A WYSIWYG (pronounced "wiz-ee-wig") editor or program is one that allows a developer to see what the end result will look like while the interface or document is being created. WYSIWYG is an acronym for "what you see is what you get".

The first true WYSIWYG editor was a word processing program called Bravo. Invented by Charles Simonyi at the Xerox Palo Alto Research Center in the 1970s, it became the basis for Simonyi's work at Microsoft and evolved into two other WYSIWYG applications called Word and Excel.

In the game of investments, what you see may not be always what you get. Take a look at these 3 ETFs: Vanguard FTSE All World ex US ETF (NYSEARCA:VEU), Vanguard REIT Index ETF (NYSEARCA:VNQ) and Vanguard Total Stock Market ETF (NYSEARCA:VTI).
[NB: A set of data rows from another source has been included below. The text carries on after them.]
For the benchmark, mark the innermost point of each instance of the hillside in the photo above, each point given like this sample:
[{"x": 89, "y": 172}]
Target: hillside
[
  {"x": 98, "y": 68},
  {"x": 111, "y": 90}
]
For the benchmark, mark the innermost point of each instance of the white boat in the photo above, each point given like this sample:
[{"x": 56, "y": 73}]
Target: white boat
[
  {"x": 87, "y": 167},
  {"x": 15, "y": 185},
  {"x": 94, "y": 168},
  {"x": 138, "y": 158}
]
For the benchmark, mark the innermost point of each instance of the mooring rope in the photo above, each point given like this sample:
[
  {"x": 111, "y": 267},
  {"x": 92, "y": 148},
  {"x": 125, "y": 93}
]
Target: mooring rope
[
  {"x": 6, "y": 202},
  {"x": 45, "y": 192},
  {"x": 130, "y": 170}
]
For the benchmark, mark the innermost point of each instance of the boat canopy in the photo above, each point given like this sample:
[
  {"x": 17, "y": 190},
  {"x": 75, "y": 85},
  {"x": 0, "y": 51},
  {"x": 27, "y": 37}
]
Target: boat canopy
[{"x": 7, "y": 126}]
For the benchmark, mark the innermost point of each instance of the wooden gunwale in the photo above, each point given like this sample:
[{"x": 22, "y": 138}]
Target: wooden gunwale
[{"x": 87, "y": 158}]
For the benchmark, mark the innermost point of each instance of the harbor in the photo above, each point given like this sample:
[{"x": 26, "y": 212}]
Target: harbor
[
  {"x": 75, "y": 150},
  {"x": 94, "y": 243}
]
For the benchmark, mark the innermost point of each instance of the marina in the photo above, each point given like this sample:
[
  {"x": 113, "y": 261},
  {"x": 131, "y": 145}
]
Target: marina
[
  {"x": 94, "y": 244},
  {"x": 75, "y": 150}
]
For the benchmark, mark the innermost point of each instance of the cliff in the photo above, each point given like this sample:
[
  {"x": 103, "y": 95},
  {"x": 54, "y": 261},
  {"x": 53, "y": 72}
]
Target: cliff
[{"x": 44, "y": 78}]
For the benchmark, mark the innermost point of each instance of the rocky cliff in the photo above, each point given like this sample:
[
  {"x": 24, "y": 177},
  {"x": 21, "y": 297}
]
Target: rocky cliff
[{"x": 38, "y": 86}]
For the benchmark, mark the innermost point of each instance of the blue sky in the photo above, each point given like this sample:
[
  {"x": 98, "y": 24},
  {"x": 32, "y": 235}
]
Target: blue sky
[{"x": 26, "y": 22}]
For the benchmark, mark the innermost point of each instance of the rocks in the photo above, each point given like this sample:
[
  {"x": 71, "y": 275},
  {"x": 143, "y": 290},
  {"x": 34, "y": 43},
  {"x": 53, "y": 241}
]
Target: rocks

On the surface, they seem like a well diversified mix. But look at the correlation between these 3 securities and you may realize you are not getting what you bargained for in terms of diversification.

Correlation and Covariance

Have you heard the saying that it is better to be approximately right than totally wrong?Well, this saying does not hold true when trying to understand the concept of correlation.

Variance is the average squared deviation from the expected value or mathematical mean of a single series of data. The reason it is squared is so that it captures both positive and negative deviations. Covariance, in a similar vein, measures the average deviation of 2 series of data from their respective expected values, taken together. If the 2 series of data are identical, the covariance measure would equal the variance measure.

Correlation is the covariance of A and B divided by the standard deviations of A and B. Dividing by the standards deviations restricts the maximum and minimum value of a correlation measure to +1 and -1 respectively. This enables us to compare the relationships between different pairs of data series on the same footing.

Understanding covariance will help you get a grip on what diversification is all about. Let's say we have 2 data series A and B. Suppose that at a particular instance, series A has a value that is above its expected value and series B has a value that is below its expected value. It is obvious then that the movements in both data series at that instance counteract each other.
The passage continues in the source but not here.